Moira shrugged. The earl took another drink from the bottle he’d carried upstairs. “Just a little cold,” he apologized.
“I’ll warm you soon enough,” she said, getting into the bed and holding out her arms.
’Faith, she was inviting. Not just a tasty morsel, she was a whole feast, laid out just for him. Why was his appetite not rising to the occasion? Because instead of her lush charms he saw his blasted housekeeper’s sidewalk-straight chest. Instead of flowing auburn locks he saw an awful, dingy cap. And instead of Moira’s full red lips he saw Annie’s pursed-up, pinched-together mouth, frowning in disapproval. Or worse, smirking in secret enjoyment. Let the old stick enjoy this, he thought, throwing himself into Moira’s eager embrace, returning kiss for kiss, caress for caress.
Soon they were both damp and breathing hard. Moira had twice crested the great steeplechase hurdle and feigned a third. The earl had not yet left the gate.
“My Earl en Garde,” Moira panted in his ear. “I have yet to be pierced by your famous sword. Show me your weapon,” she gasped. “I long for your forged steel.”

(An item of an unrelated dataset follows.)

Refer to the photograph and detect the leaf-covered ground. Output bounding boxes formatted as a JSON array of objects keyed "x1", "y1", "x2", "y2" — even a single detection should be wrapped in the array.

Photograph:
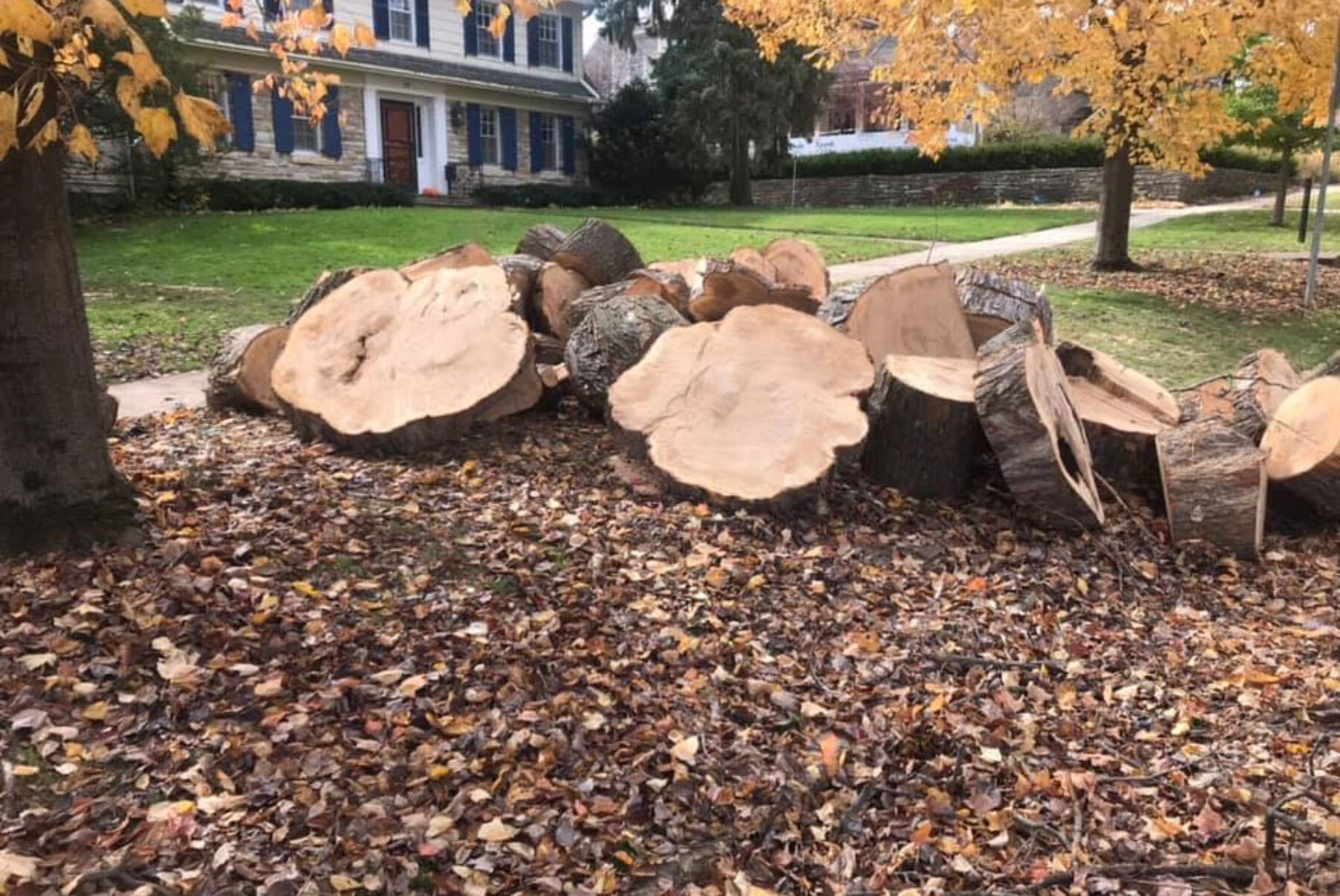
[{"x1": 0, "y1": 414, "x2": 1340, "y2": 896}]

Unfortunately, that particular dagger stayed in its scabbard. The earl’s lance couldn’t hav
e made an indentation in a feather pillow. Blade, bayonet, broadsword—there wasn’t enough mettle to make a butter knife.

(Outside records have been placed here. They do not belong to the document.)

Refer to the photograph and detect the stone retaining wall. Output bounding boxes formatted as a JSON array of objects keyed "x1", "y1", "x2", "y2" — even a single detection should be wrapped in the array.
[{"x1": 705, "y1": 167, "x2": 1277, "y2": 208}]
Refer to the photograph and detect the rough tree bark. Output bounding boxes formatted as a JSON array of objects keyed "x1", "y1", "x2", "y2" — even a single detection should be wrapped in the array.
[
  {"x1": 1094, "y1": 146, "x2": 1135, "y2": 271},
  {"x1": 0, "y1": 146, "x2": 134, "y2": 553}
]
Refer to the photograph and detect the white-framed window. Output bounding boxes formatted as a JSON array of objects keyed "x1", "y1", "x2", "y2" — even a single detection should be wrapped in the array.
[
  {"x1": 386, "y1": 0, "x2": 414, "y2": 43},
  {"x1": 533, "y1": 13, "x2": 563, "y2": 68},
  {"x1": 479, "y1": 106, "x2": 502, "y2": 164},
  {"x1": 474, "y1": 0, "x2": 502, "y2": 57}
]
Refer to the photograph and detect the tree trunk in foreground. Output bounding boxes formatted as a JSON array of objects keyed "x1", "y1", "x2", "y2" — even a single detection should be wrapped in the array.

Moira did not give up. Her hair hanging in moist tendrils, she tried tricks no Haymarket whore would do, to the embarrassment of them both. Nothing. Then she laughed. And kept laughing all the way down the stairs, where Annie held the door open for her.
Chapter Twelve
His life was over. There would be no pleasure. Ever. No children. Ever. So this was his punishment for a life of sin, being cut down in his prime. He should have listened to his mother and ensured the succession years before. Now, most likely his father would come visit him in the middle of the night. Lord knew, no one else was going to.
Gard checked under the covers. No soldier stood at attention. “Traitor!” he cried. “Deserter!” Near tears, he drank straight from the bottle of wine, not bothering to find a glass. Maybe he should see a physician? Maybe he should join a monastery. Lord, the closest he’d ever get to a woman again was with a drawing pencil—one with lead in it! If he got up, he could go visit the foundling hospital on the other end of Bloomsbury, see all the little nippers no one wanted—no one but a man who would never have his own.

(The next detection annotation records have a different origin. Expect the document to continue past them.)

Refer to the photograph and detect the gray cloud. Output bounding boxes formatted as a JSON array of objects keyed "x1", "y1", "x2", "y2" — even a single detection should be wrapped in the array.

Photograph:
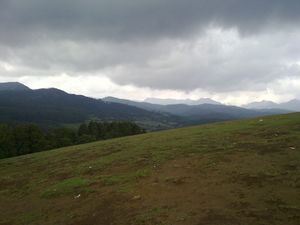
[
  {"x1": 0, "y1": 0, "x2": 300, "y2": 95},
  {"x1": 0, "y1": 0, "x2": 300, "y2": 43}
]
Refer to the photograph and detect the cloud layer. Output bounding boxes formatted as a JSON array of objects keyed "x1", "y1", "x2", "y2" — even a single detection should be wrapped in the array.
[{"x1": 0, "y1": 0, "x2": 300, "y2": 102}]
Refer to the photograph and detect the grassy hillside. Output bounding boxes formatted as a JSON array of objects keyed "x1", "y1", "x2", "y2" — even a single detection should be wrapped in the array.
[{"x1": 0, "y1": 113, "x2": 300, "y2": 225}]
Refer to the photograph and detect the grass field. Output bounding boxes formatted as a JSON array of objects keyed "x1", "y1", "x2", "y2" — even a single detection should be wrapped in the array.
[{"x1": 0, "y1": 113, "x2": 300, "y2": 225}]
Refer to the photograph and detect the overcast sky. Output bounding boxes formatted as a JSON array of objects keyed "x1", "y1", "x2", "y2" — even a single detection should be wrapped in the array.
[{"x1": 0, "y1": 0, "x2": 300, "y2": 105}]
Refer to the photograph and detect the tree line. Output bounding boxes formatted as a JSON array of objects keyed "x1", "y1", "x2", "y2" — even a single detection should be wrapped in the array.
[{"x1": 0, "y1": 121, "x2": 145, "y2": 158}]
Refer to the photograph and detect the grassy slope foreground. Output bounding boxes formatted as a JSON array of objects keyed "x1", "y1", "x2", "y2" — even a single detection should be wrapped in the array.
[{"x1": 0, "y1": 114, "x2": 300, "y2": 225}]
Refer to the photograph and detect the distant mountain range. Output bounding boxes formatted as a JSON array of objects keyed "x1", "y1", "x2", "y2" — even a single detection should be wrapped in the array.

No, he thought, if he got up, he might have to face Annie and her knowing smile. His life was hard enough. It was the only thing that was.
Jupiter, how was he ever going to face Lady Campbell? She wasn’t some chance-met cyprian he’d never see again. She was part of the beau monde. He was bound to encounter her at every ball, rout party, and breakfast his mother dragged him to. The theater, the opera, not even the farthest-flung of his properties was far enough away to make a safe haven. The woman was always invited to country parties. What could he say? What could she say? Then again, she might find a lot to say—to everyone else. What if Moira Campbell were a gossip?
Oh, God, all women were gossips!
It was all Annie Lee’s fault, of course, that he’d picked a prime article from the polite world instead of his usual opera dancers and actresses. Hell, Corinne could have slept through the whole debacle and woke with a smile on her lips. But no, there was Annie with her long-nosed insinuations that his soiled doves were befouling her roost. Her roost! He laughed, but it came out more a sob. Quit whining, she’d said when he complained about the flea bites. Would she tell him to keep a stiff upper lip now, too?